Set up Anaconda + IPython + Tensorflow + Julia on a Google Compute Engine VM

Recently, I had to run heavy experiments that my Macbook Pro just wasn’t up to spec for. Seeing how Google is offering a nice credit bonus for signing up to their Cloud platform and a sustained-use discount, I decided to give their cloud services a go. Initially, I tried out their DataLab1 app , but quickly found myself wanting more fine-grained control.

Google_Compute_Engine_logoIt was surprisingly easy to set up a Google Compute Engine Virtual Machine (VM) with the required hardware and software resources. In my case, I needed a moderately-sized server (16-24 cores2) with IPython/Jupyter, Tensorflow and Julia. This guide shows you how to set up a similar VM step-by-step, in 30 minutes or less.

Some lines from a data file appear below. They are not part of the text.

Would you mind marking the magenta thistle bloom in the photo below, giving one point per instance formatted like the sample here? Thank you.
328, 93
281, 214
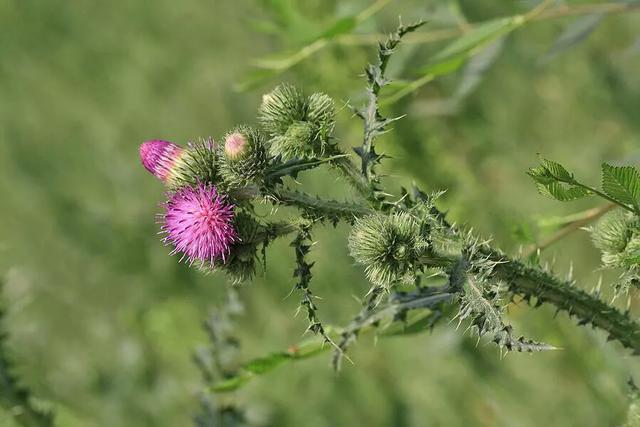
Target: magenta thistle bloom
199, 223
159, 157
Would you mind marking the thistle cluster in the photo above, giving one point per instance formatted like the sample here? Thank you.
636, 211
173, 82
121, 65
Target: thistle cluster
209, 215
396, 247
299, 126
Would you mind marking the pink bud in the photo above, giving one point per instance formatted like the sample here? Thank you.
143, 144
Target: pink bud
159, 157
235, 146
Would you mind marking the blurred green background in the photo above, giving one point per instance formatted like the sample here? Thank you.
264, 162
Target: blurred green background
104, 322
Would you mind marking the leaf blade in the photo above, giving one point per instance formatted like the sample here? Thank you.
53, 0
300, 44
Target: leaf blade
622, 183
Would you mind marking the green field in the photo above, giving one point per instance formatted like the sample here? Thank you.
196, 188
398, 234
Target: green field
104, 322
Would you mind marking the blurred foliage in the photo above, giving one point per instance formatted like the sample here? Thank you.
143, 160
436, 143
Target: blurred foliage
103, 321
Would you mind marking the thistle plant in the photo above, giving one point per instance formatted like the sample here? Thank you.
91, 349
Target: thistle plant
421, 267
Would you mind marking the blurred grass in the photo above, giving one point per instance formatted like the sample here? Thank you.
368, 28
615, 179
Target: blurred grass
104, 321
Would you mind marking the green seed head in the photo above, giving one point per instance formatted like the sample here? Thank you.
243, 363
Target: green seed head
197, 164
299, 141
280, 108
322, 113
244, 159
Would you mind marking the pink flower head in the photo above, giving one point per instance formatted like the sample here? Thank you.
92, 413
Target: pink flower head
235, 145
199, 223
159, 157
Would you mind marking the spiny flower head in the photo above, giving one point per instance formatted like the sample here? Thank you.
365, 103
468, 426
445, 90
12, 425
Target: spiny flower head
617, 235
159, 157
389, 246
198, 222
280, 108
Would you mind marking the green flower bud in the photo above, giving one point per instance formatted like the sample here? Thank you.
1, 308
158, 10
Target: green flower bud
612, 234
197, 163
299, 141
244, 157
389, 246
631, 255
322, 113
280, 108
241, 263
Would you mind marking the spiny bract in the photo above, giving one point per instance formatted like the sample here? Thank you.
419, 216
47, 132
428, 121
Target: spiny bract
389, 246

After you sign up to Google Cloud Platform, there are three basic steps to complete:

  1. Create a Linux-based VM instance with the required hardware specs.
  2. Install Software: Anaconda Python, Tensorflow and Julia.
  3. Set up Jupyter (IPython), so that you can do your MachineLearning/DataScience magic remotely via a browser.

Prerequisites: I’m going to assume you know your way around a Linux terminal.

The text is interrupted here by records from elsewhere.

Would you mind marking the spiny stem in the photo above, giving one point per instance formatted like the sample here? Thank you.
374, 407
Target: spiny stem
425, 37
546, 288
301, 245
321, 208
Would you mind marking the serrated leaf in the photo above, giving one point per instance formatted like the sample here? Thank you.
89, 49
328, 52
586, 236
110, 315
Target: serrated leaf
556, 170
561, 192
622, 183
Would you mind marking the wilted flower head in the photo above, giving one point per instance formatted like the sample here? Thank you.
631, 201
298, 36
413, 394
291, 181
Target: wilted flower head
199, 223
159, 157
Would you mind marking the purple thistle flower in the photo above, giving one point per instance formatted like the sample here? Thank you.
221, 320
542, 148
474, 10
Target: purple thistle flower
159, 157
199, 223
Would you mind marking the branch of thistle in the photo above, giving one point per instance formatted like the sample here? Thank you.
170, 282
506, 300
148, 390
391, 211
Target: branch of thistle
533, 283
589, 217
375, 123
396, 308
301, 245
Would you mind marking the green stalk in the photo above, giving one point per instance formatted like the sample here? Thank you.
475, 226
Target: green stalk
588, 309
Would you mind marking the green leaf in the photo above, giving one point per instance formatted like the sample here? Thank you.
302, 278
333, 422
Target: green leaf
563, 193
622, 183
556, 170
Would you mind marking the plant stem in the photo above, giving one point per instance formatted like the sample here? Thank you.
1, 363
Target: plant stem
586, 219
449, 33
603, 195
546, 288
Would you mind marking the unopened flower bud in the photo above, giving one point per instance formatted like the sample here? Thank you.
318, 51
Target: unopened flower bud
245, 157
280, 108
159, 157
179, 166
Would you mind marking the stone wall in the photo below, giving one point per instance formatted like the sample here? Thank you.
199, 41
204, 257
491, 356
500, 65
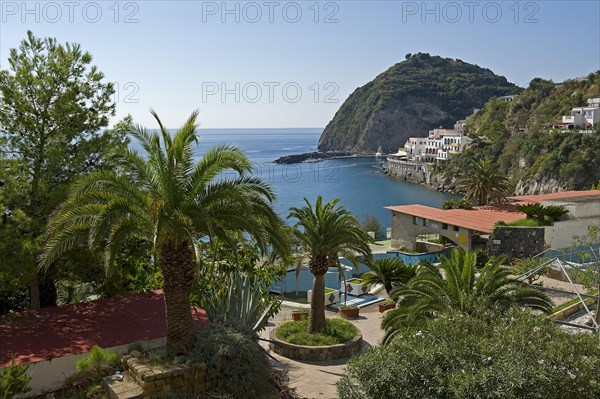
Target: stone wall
315, 353
150, 381
516, 242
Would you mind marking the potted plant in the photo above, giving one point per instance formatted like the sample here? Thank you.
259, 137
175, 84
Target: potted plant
386, 305
300, 314
349, 311
331, 296
357, 286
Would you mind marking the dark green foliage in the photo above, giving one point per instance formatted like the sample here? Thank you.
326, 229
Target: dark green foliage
391, 272
14, 380
337, 331
460, 357
457, 204
544, 215
53, 106
484, 182
454, 287
236, 362
453, 87
97, 364
517, 136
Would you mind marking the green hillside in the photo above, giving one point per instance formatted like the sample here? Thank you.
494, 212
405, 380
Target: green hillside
410, 98
518, 135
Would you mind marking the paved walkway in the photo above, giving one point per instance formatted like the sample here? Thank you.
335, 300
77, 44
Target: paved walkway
318, 379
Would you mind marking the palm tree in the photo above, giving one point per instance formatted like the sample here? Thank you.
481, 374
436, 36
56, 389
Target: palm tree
173, 202
485, 182
454, 287
324, 233
390, 272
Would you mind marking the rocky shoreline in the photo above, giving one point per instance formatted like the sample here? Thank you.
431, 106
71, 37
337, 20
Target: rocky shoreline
313, 157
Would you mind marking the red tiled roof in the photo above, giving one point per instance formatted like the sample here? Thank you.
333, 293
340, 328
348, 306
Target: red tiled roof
44, 334
481, 220
555, 196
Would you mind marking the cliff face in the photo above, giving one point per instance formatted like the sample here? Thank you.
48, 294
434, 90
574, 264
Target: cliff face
519, 137
410, 98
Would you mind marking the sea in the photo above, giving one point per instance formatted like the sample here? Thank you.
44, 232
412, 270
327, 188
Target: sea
359, 182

1. Create a Linux VM Instance

GCE_CreateInstanceFollow the Quickstart guide to create a new VM instance, but note the following:

  • Machine type: a micro instance isn’t going to cut it for compute intensive tasks. I created a 16 vCPU machine; select what works for you. Note: if you need a machine with more than 24 cores, you’ll need to increase your quota.
  • Boot Disk: I’m more familiar with Ubuntu so, that’s what I picked (14.04 LTS). The setup instructions below assume you’re using Ubuntu.
  • Firewall: Allow HTTPS traffic.
  • Take note of the Zone and instance Name. You’ll need those them later in our final step. In this example, the zone is us-central1-f and the name is awesomeness.

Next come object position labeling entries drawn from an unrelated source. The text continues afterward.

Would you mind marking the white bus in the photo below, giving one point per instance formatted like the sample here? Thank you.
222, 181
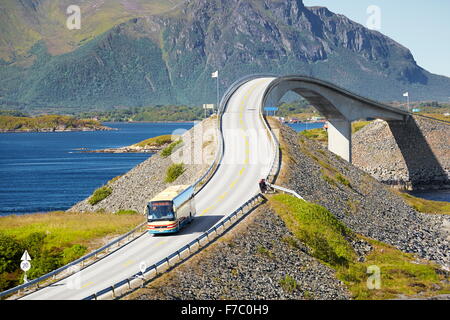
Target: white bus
170, 210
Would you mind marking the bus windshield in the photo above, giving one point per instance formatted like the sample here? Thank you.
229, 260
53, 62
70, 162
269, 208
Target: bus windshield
160, 211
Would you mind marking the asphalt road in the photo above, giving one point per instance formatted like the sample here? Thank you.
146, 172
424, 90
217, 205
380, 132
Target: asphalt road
247, 158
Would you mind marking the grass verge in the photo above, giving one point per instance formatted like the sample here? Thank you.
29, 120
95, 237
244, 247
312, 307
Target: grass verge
54, 239
330, 242
99, 195
170, 148
174, 171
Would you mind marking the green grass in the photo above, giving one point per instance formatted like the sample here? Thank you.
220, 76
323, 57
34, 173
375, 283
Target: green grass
170, 148
174, 171
329, 241
99, 195
54, 239
401, 273
425, 206
156, 141
317, 228
48, 122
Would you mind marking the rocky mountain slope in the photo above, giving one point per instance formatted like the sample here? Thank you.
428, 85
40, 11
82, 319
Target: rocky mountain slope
168, 56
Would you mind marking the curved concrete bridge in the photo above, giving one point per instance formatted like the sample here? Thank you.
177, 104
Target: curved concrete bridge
339, 106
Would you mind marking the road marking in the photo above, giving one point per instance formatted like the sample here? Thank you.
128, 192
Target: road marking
129, 262
160, 243
247, 149
90, 283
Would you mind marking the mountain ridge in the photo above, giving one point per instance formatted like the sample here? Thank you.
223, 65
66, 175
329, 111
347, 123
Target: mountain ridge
168, 58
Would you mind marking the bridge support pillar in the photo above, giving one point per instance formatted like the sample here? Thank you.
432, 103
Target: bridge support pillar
340, 138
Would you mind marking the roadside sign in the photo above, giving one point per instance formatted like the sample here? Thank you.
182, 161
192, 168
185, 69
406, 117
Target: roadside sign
25, 265
25, 256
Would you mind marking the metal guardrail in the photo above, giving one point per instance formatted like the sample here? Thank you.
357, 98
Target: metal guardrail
140, 278
285, 190
78, 261
200, 182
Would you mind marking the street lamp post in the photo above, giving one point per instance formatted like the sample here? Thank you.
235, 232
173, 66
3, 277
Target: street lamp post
216, 75
406, 94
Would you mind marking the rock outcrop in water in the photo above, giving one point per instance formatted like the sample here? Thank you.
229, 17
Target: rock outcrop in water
134, 189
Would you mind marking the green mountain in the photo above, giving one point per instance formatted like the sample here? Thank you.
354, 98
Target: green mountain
165, 54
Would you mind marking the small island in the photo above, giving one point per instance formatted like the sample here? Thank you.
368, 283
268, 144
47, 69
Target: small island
48, 123
151, 145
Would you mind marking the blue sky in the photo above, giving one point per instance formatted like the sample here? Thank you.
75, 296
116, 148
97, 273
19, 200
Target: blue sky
421, 26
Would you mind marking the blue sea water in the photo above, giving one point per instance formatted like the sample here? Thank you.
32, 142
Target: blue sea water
42, 172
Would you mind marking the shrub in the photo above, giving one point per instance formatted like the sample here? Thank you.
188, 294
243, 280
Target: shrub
174, 171
288, 283
10, 253
315, 226
99, 195
170, 148
156, 141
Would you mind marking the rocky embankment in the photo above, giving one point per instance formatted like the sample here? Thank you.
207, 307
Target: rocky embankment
415, 156
361, 202
255, 259
134, 189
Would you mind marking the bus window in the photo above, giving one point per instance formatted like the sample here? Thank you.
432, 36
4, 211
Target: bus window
160, 211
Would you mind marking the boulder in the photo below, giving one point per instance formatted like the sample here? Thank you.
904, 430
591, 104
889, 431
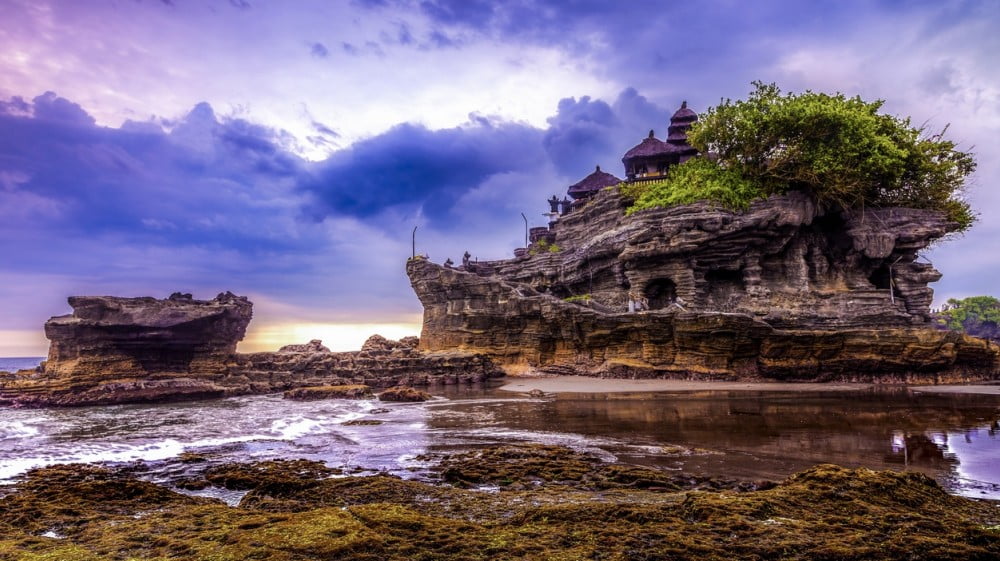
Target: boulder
404, 393
314, 346
354, 391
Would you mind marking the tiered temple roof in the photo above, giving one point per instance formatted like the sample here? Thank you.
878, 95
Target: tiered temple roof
652, 157
592, 183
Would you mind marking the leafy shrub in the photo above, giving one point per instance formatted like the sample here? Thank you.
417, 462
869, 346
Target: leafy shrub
698, 179
841, 150
971, 314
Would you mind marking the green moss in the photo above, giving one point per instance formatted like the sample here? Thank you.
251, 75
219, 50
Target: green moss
697, 179
560, 504
403, 393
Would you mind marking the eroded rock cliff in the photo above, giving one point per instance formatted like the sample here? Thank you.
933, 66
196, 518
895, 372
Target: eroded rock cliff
120, 350
782, 290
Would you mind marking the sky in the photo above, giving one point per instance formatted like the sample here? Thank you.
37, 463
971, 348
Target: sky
286, 150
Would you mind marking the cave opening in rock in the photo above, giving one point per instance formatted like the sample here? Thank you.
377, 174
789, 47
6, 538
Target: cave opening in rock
725, 288
881, 279
660, 293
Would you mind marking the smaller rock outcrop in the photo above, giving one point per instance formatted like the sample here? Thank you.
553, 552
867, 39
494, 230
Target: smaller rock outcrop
122, 350
353, 391
314, 346
404, 393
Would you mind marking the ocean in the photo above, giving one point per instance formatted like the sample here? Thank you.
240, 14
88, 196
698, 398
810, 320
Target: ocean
744, 435
15, 363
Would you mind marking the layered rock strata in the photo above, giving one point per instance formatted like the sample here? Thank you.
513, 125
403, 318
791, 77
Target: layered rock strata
119, 350
781, 291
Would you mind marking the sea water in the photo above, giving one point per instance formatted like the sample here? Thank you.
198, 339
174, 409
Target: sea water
744, 435
13, 364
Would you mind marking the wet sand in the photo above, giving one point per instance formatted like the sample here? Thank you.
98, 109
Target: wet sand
586, 384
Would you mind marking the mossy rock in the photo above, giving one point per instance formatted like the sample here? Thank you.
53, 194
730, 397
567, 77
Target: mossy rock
404, 393
356, 391
294, 511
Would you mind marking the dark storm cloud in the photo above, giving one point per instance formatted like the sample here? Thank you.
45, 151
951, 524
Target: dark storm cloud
410, 166
587, 132
206, 203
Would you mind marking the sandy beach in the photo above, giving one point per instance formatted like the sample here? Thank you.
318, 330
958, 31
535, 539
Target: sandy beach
586, 384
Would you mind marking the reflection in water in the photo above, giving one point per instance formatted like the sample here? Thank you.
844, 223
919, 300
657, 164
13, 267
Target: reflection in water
771, 434
747, 435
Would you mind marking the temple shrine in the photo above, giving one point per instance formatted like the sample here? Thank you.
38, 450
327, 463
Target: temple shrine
647, 161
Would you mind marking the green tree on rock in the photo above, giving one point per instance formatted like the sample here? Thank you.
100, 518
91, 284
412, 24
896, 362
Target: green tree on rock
976, 315
841, 150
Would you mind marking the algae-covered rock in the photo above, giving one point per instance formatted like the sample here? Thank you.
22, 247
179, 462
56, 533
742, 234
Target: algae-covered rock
294, 511
354, 391
404, 393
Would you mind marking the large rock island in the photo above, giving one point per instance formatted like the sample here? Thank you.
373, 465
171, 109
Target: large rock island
784, 290
121, 350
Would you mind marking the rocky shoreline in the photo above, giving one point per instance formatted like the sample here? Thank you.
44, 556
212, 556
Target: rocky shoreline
509, 502
127, 350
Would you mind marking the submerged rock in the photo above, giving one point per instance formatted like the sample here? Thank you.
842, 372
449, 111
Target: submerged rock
314, 346
560, 504
355, 391
403, 393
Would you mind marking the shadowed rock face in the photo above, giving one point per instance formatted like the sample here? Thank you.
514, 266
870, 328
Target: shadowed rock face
780, 291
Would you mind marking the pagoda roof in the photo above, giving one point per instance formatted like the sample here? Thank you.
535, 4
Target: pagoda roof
596, 181
684, 114
650, 146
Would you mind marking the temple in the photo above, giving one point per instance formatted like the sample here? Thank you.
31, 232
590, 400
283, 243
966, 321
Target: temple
651, 158
647, 161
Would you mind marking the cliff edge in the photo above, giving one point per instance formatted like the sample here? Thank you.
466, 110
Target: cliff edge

The SSH Browser-based Terminal

Google’s Compute Engine has a sweet browser-based SSH terminal you can use to connect to your machine. We’ll be using it for additional setup below.

ssh_button_gce

Optional: Get some extra hard disk space

The VM that we instantiated comes with a 10GB SSD drive. It’s fast, but I needed more space. Follow these instructions to add more disk space.

2. Install Required Software

We’ll install three major software packages: Anaconda Python, Google Tensorflow and Julia. For many data scientists, Anaconda Python should suffice, but I wanted to play with Deep Learning models, and needed to run a tensor-factorizer I had written in Julia.

Bring up your SSH terminal. Let’s create a downloads directory to keep things organized:

mkdir downloads
cd downloads

anacondalogoInstall Anaconda Python for Scientific Computing

There’s several python distributions around, but Anaconda is my favorite. It bundles popular scientific computing libraries into a single, coherent, easy-to-install package.

Note: The following installs Python 3, if you want Python 2.x, replace Anaconda3-X.X.X… with Anaconda2-X.X.X…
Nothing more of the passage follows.